In an article entitled “Foundations for Christian Students – Part 1” Patricia Engler briefly describes her experience in a secular college, and then suggests ways of building up solid spiritual foundations. In this description, she mentions that the college she was at had a particular worldview that could be summed up in this way: “God did not create people; people created God.”
This worldview can be stated another way: there is no God. Ms. Engler is quite correct that this worldview, this way of perceiving reality, defining truth, and establishing morality is in conflict with the Christian worldview. The only way to truly stand against it is to have an understanding of what your own worldview is.
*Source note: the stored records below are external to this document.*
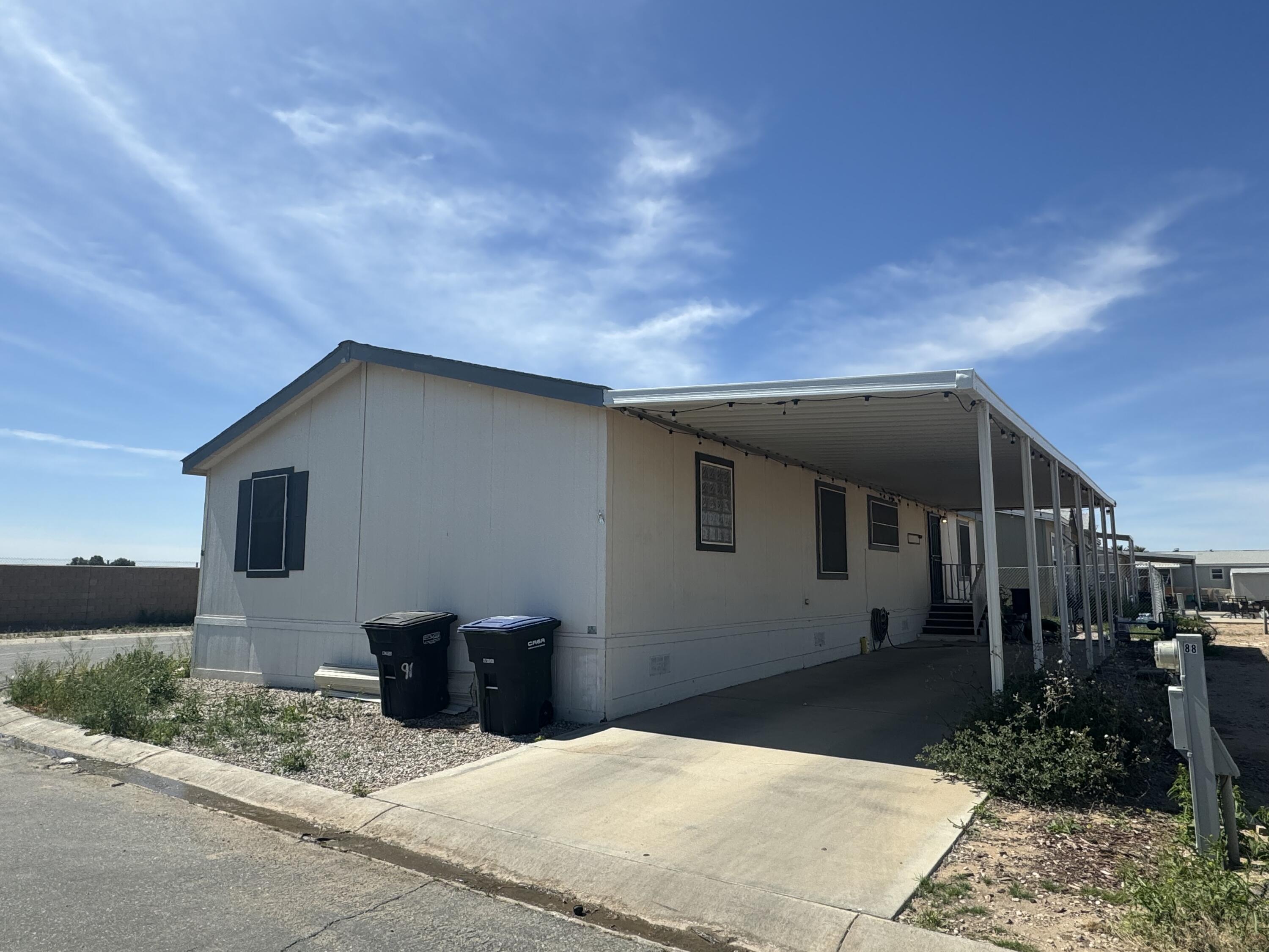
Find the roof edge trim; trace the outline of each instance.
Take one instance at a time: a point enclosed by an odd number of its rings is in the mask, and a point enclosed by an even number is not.
[[[759,383],[704,383],[685,387],[637,387],[609,390],[609,406],[647,406],[693,400],[749,400],[770,397],[846,396],[851,393],[907,393],[923,390],[972,390],[975,373],[929,371],[879,373],[868,377],[819,377],[764,381]]]
[[[537,373],[506,371],[500,367],[452,360],[447,357],[431,357],[430,354],[416,354],[409,350],[393,350],[392,348],[373,347],[372,344],[362,344],[355,340],[344,340],[322,359],[291,381],[291,383],[181,459],[180,471],[183,473],[203,475],[204,471],[201,467],[211,457],[230,443],[246,435],[251,429],[278,413],[278,410],[302,397],[310,388],[340,366],[353,360],[379,364],[381,367],[395,367],[401,371],[414,371],[415,373],[430,373],[437,377],[447,377],[449,380],[478,383],[518,393],[548,397],[551,400],[563,400],[585,406],[604,406],[604,395],[608,391],[608,387],[599,383],[580,383],[558,377],[543,377]]]

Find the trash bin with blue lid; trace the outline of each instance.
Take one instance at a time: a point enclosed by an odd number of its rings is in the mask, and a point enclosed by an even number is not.
[[[480,726],[490,734],[534,734],[555,720],[551,655],[558,618],[499,614],[461,625],[476,665]]]
[[[449,612],[391,612],[362,623],[379,665],[379,710],[410,721],[449,703]]]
The Foundation of a Christian Worldview
The foundation of a Christian worldview starts with the idea I discussed in my previous article: that deity exists and is active in the world around us. But it is not enough to say there is a deity. There have been and still are many people who believe that divine hands are at work in the universe, but these people have a fundamentally different worldview than a Christian. So as soon as we say that God is active in the universe the natural question that comes after this is: God who? The simplest answer is found in Deuteronomy 6:4 which says,
“Hear, O Israel: The LORD our God, the LORD is one!” (NKJV).
Whenever you see LORD in all capital letters this is an indication that in the original Hebrew the divine name was written. This name is Yahweh, and it is very important to recognize that the confession of the Hebrews and the Christians is that we don’t just believe in one God; we believe in a specific God, and His name is Yahweh.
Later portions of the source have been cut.